It seems that Wing Chun is gaining a high-profile due to a number of recent films, this is not only great for those of us already studying the art, but hopefully it will help to bring in new members and also help raise the status of Wing Chun on the Martial Arts forums, and get more press.
The biggest contributor is the film ‘Ip Man’ featuring Donnie Yen which has received widespread acclaim in the press, and was nominated for 12 Hong Kong Film awards; receiving awards for ‘Best Film’ and ‘Best Action Choreography’. Produced by Raymond Wong and choreographed by Sammo Hung, this film gives an account of Ip Man’s life before he moved to Hong Kong. Though not quite factually correct it gives an excellent portrayal of a Kung-Fu master, and is perhaps the most realistic Kung-Fu movie in years.
Another film featuring Wing Chun in the cinemas now is ‘Sherlock Holmes’, directed by Guy Ritchie and starring Robert Downey Jr. Seeing Wing Chun used in the fight scenes took me by surprise, but can be explained by the fact that the Film’s star has been studying Wing Chun for years with Sifu Eric Oram, an instructor under William Cheung, and can be viewed on ‘You Tube’ singing the praises of Wing Chun, and the effect it has had on his life.

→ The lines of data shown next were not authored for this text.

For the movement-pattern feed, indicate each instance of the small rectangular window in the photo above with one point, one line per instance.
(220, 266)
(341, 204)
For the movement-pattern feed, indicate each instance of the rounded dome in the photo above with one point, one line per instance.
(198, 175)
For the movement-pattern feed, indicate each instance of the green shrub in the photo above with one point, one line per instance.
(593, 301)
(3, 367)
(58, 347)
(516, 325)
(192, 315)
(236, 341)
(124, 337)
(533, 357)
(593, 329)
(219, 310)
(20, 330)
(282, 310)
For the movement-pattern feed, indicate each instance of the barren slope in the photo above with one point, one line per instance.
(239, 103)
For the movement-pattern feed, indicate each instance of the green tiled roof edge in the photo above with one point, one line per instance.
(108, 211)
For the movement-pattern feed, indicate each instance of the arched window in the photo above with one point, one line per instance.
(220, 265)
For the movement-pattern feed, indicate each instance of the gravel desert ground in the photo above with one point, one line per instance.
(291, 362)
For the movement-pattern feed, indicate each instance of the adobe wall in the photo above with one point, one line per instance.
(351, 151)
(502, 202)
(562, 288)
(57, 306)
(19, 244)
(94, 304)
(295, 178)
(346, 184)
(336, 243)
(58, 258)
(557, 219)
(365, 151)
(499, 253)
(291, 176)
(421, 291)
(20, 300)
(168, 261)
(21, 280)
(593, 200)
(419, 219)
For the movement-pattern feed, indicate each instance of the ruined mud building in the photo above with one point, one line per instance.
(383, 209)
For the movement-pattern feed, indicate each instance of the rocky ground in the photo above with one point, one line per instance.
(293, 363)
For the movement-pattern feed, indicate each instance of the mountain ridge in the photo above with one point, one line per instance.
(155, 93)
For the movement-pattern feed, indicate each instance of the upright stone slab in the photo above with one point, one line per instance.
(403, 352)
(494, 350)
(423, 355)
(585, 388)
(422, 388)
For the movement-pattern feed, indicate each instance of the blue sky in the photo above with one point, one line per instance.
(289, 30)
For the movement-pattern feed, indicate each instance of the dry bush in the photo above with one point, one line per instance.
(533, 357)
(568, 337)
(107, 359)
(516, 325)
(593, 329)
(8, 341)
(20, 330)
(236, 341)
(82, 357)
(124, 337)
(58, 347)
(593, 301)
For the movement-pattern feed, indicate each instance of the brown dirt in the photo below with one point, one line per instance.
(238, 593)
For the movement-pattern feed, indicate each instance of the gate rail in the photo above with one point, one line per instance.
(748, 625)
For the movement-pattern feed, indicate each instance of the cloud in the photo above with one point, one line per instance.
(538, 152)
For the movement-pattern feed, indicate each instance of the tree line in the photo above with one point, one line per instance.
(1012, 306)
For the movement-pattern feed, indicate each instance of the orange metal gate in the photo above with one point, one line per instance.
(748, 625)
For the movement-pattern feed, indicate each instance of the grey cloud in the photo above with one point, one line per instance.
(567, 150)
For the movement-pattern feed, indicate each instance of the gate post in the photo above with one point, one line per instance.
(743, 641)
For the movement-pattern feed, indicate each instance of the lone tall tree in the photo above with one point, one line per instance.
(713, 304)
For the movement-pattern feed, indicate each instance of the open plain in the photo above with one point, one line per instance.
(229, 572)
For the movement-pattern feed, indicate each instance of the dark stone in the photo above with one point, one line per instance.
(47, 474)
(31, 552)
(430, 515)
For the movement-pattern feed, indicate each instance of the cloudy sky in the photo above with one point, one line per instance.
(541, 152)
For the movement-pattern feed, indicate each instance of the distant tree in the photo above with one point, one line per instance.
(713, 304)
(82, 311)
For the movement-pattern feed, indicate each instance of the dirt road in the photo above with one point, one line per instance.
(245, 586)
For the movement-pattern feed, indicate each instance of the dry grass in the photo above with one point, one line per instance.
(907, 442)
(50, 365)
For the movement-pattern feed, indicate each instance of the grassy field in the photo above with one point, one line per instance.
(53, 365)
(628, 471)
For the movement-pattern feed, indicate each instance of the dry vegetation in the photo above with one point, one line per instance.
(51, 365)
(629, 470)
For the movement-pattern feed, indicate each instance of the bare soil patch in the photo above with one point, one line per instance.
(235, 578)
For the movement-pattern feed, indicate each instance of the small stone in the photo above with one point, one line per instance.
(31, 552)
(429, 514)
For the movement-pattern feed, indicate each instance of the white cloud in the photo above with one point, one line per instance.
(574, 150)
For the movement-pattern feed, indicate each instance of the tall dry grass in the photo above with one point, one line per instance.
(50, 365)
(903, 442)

The fictional character ‘ Sherlock Holmes’ used a real martial art called ‘Bartitsu’ which was a 19th century hybrid or ‘mixed martial art’ created by Edward Barton-Wright, an English engineer.
This system was billed as the gentleman’s art of Self Defence, and combined Cane Fighting, Boxing, Savate, Wrestling and Jiujitsu. Interestingly enough the background that fuelled the origin of Bartitsu is echoed today in the media fed panic about Street Violence and a fascination with Asian Arts and fitness. It is worth noting that ‘Pugilism’ or Boxing at this time employed a vertical fist as in Wing Chun, as well as the emphasis on protecting the ‘centreline’.
Robert Downey Jr. used his Wing Chun to replace the Boxing, and the film also incorporates swordplay and elements of Brazilian Jiu-Jitsu, which Guy Ritchie practices, creating a contemporary take on the ‘Bartitsu’ system, yet still with a Victorian flavour. This blend of arts was created to cover the different fighting ranges, just as we address the different ranges with kicks, punches, elbows, take-downs and anti-grappling. The fight scenes are excellently done, and cleverly portray the clinical execution and impact of the blows that Holmes plans. Besides the fight scenes, the film is good on many levels and is well worth seeing.
Last on the list is ‘Bangkok Dangerous’ with Nicolas Cage playing a hitman. In the movie Cage can be seen doing Chi-Sau Wing Chun training, try ‘You Tube’ for clips. I haven’t seen the film, and unfortunately reviews are not favourable. Still it is another example of mainstream films and Hollywood actors taking to Wing Chun.